FCA lands ex-BAML trader with market abuse fine

The FCA has fined the BAML broker over £60,000 for creating a "false and misleading impression” of supply and demand.

The UK’s Financial Conduct Authority (FCA) has handed a former Bank of America Merrill Lynch (BAML) bond trader a fine for engaging in market abuse.

Paul Walter received the penalty of £60,090 after the regulatory watchdog found he had created a “false and misleading impression” of supply and demand in the market for Dutch State Loans (DSL).

The FCA said he did this on 12 occasions in July and August 2014, resulting in profit of €22,000 to his trading book.

“Market manipulation undermines market integrity and confidence,” said Mark Steward, executive director of enforcement and market oversight at the FCA.

“The FCA will be vigilant in detecting abusive practices and will take robust action to protect issuers and participants from all over the world from the harm caused by such abuse.” 

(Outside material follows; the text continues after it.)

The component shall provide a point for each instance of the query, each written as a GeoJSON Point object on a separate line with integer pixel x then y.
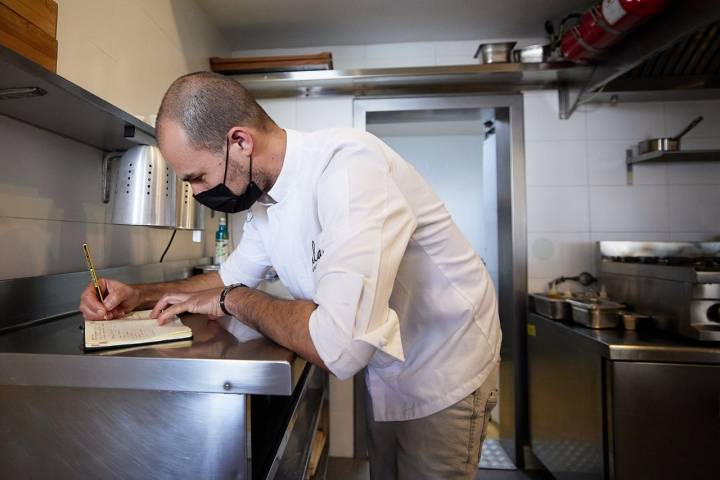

According the UK regulator, Walter entered a series of quotes that became the best bids on BrokerTec on 11 occasions, giving the impression that he was a buyer in a DSL.

The FCA discovered that other market participants who were tracking his quotes with algorithms followed him in response and raised their bids, before he then sold to those other participants and cancelled his own quote. 


Despite placing quotes that suggested he wanted to buy, he actually sold the DSL, the FCA said.